Une enquête publiée ce mardi par le Financial Times montre comment quatre dirigeants de Gazprombank Luxembourg, dernière grande banque russe encore active en Europe, auraient tiré profit des sanctions de 2022 pour empocher plusieurs millions d’euros à titre personnel.
Se basant sur des documents internes, l’article du quotidien britannique révèle un processus relativement simple. Frappées par les sanctions occidentales à la suite de l’invasion en Ukraine, les obligations de Gazprom se retrouvent bloquées en Europe et leur cours s’effondre. Le président russe, Vladimir Poutine, signe alors le 5 juillet un décret autorisant ces obligations à être remplacées par de nouvelles au prix initial en Russie.
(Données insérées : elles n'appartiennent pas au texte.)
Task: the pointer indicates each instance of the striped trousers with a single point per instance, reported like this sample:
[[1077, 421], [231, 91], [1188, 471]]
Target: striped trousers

Les quatre directeurs de Gazprombank Luxembourg, qui bénéficient d’un prêt personnel de Gazprombank Moscou, auraient acheté quatre obligations différentes de Gazprom, décotées sur le marché européen, pour les revendre à plein prix côté russe. Une cinquantaine d’opérations, pour un bénéfice potentiel supérieur à 9 millions d’euros, selon les calculs du Financial Times.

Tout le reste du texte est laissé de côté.